As many of you know, this movie is a remake of the cool Hong Kong pic INFERNAL AFFAIRS. I actually saw AFFAIRS prior to seeing THE DEPARTED, which is the main reason I was so hesitant during the film's theatrical release. I mean, AFFAIRS was amazing; how the hell could THE DEPARTED compare, even if it was being helmed by one of the best directors working today? Well, as the fates would have it, not only does it compare, it actually excels. That's right, I'm flat-out saying that the remake is better than the original (remember, all you foreign movie buffs can send your hate mail to email@example.com). It takes all the elements that made the original great (complex characters, intricate plot, solid acting, gritty/stylized direction), improves upon them, and even adds in a few of its own ingredients (the comical moments are a riot - Whalberg rules!).
Most films get their plot into full swing within the first ten minutes, but it's not until 20 minutes in that THE DEPARTED even shows its title screen. Luckily, this is the type of movie that earns the right to take its sweet time. Alongside its technical merits behind the camera, the actors in front of the camera do just as amazing of a job. DiCaprio especially shines in the forerunning role, expressing an astounding amount of emotion even when saying nothing at all (where the hell was this guy's Oscar nomination?). Also impressing are the always-great Matt Damon and Jack Nicholson, playing their own versions of "the likable bad guy." And despite some of the criticisms from both fans and reviewers, I though Vera Farmiga (the smokin' hot wife from RUNNING SCARED) was perfect as the love interest. Filling out the cast are Mark Whalberg, Martin Sheen, and Alec Baldwin, all of whom own their somewhat limited screen time to full effect. This certainly is a powerful ensemble piece, and it's only a portion of what makes THE DEPARTED just so damn compelling and entertaining to watch.
Stranger Than Fiction: The True Story of Whitey Bulger, Southie and the Departed (21:06): This cool featurette goes into detail (partially through interviews with the cast/crew) about the Boston mob's rich history, and some of the more prominent people that were a part of it. It also explains the real-life influences that affected the movie and its characters.

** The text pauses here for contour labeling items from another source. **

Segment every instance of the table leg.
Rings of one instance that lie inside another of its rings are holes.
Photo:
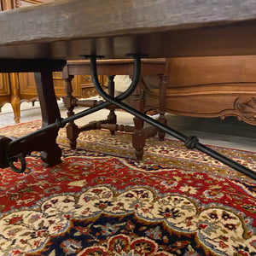
[[[66,67],[67,68],[67,67]],[[64,73],[64,72],[63,72]],[[72,75],[66,75],[64,77],[65,83],[66,83],[66,97],[64,98],[64,105],[67,108],[67,116],[72,116],[74,114],[73,108],[76,105],[76,98],[72,95],[73,88],[72,88],[72,80],[73,76]],[[71,149],[75,149],[77,148],[77,138],[79,137],[79,127],[75,124],[73,120],[68,122],[67,125],[66,126],[67,131],[67,137],[69,141],[69,145]]]
[[[163,125],[166,125],[166,119],[165,116],[166,113],[166,93],[167,87],[167,76],[166,75],[160,75],[160,92],[159,92],[159,121]],[[166,136],[166,132],[163,130],[159,130],[158,131],[159,139],[163,141]]]
[[[51,71],[35,73],[35,80],[38,94],[41,112],[42,127],[55,123],[61,118],[59,107],[55,94]],[[61,162],[61,149],[56,143],[59,128],[55,127],[47,131],[47,139],[41,145],[41,159],[43,166],[49,166]]]

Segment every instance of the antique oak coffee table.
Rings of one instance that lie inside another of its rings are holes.
[[[234,3],[236,3],[236,4]],[[0,14],[0,71],[35,72],[42,108],[41,130],[17,139],[0,141],[0,166],[23,172],[25,157],[42,151],[43,164],[61,162],[55,143],[62,119],[56,103],[52,72],[61,71],[67,60],[90,59],[91,76],[106,100],[83,111],[78,119],[114,104],[197,148],[238,172],[256,179],[255,172],[234,162],[199,143],[155,121],[121,101],[131,95],[140,77],[141,58],[256,55],[256,2],[254,0],[60,0]],[[130,88],[117,98],[102,90],[96,58],[134,58]],[[20,160],[21,168],[14,166]]]

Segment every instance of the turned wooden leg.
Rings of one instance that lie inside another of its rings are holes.
[[[35,73],[37,90],[42,112],[42,126],[52,124],[61,117],[57,104],[52,73],[43,71]],[[41,152],[43,166],[50,166],[61,162],[61,149],[56,143],[59,128],[53,128],[47,131],[47,139],[44,142]]]
[[[64,73],[64,71],[63,71]],[[64,75],[63,75],[64,76]],[[73,88],[72,88],[72,79],[73,76],[67,75],[64,77],[64,80],[66,83],[66,97],[64,98],[64,106],[67,108],[67,116],[72,116],[74,114],[73,109],[76,106],[76,98],[73,96]],[[70,121],[67,126],[67,137],[69,141],[69,145],[71,149],[75,149],[77,148],[77,138],[79,137],[79,131],[78,125],[75,124],[74,121]]]
[[[167,76],[160,75],[160,92],[159,92],[159,105],[160,105],[160,117],[159,121],[164,125],[166,125],[166,86],[167,86]],[[163,141],[165,139],[166,132],[162,130],[159,130],[158,131],[159,139]]]
[[[138,85],[133,92],[131,105],[137,110],[143,112],[144,104],[143,100],[141,97],[141,87],[139,84],[140,83],[138,83]],[[132,145],[135,149],[137,160],[142,160],[144,154],[143,148],[146,142],[145,132],[143,131],[144,121],[139,118],[134,117],[133,122],[134,132],[132,134]]]
[[[15,113],[15,121],[16,124],[20,123],[20,99],[19,81],[17,73],[10,73],[9,74],[10,84],[11,84],[11,105]]]
[[[114,77],[115,77],[114,75],[108,76],[108,94],[112,97],[114,97],[114,82],[113,82]],[[114,107],[109,108],[110,112],[109,112],[109,114],[108,115],[108,119],[107,119],[108,124],[116,124],[116,122],[117,122],[117,118],[116,118],[116,114],[114,113],[114,109],[115,109]],[[110,131],[110,134],[113,135],[114,131]]]

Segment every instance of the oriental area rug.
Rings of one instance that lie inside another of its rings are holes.
[[[0,129],[19,137],[40,121]],[[256,183],[183,143],[80,134],[62,162],[26,157],[25,173],[0,172],[0,255],[256,255]],[[256,171],[256,154],[213,148]]]

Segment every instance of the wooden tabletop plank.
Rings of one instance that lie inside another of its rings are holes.
[[[4,58],[256,55],[255,0],[60,0],[0,24]]]

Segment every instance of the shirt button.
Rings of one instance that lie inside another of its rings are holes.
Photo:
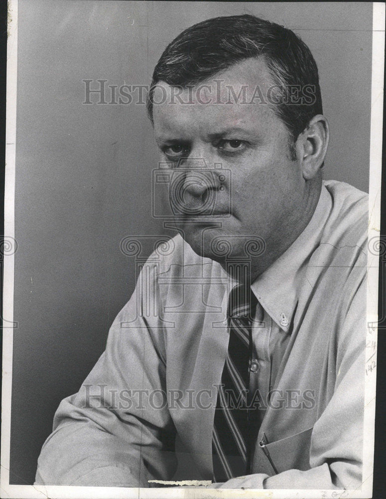
[[[288,324],[289,324],[288,319],[283,313],[282,313],[280,316],[279,322],[280,326],[282,326],[283,327],[286,327]]]

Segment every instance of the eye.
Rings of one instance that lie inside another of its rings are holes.
[[[235,152],[237,151],[243,150],[246,146],[244,140],[238,139],[224,139],[218,145],[219,149],[224,152]]]
[[[183,144],[173,144],[170,145],[165,145],[161,148],[162,151],[169,158],[188,156],[189,149]]]

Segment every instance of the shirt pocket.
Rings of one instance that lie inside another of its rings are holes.
[[[312,430],[313,428],[309,428],[290,437],[267,443],[265,449],[257,442],[253,473],[271,476],[287,470],[309,470]]]

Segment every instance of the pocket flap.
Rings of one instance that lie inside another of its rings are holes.
[[[310,446],[313,428],[291,435],[286,438],[267,444],[266,450],[277,472],[281,473],[287,470],[309,470]],[[262,449],[257,443],[253,466],[254,473],[266,473],[272,475],[274,472]]]

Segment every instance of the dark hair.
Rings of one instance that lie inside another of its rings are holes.
[[[250,14],[199,22],[167,46],[153,73],[147,103],[150,119],[152,122],[152,94],[158,81],[172,86],[195,85],[238,62],[261,56],[287,98],[282,102],[288,103],[274,107],[288,130],[293,147],[311,118],[323,113],[316,63],[305,43],[290,29]],[[291,104],[288,92],[292,85],[312,88],[312,103]]]

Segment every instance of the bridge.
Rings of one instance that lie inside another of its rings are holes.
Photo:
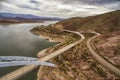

Scorsese on Scorsese (1:25:42): From Turner Classic Films, this excellent and in-depth documentary is perfect for anybody who has any interest in the acclaimed director. Scorsese discusses his home life, how it affected his films, and, of course, he also divulges plenty of information regarding his various film work. Unfortunately, this was made back in 2004, so THE DEPARTED is not covered.
Crossing Criminal Cultures (24:02): This featurette (which is a lot like "Stranger Than Fiction," above) revolves around the relation between THE DEPARTED and some of Scorsese's other crime films, as well as the differences between the mob elements. Very interesting stuff.
Additional Scenes (19:23 - with introductions by Martin Scorsese): There are nine deleted and extended scenes, all of which met the chopping block for apparent reasons. Scorsese is informative in his comments, and even though the scenes weren't good enough to be in the final film, they're still worth a look.
Also included is the film's Theatrical Trailer.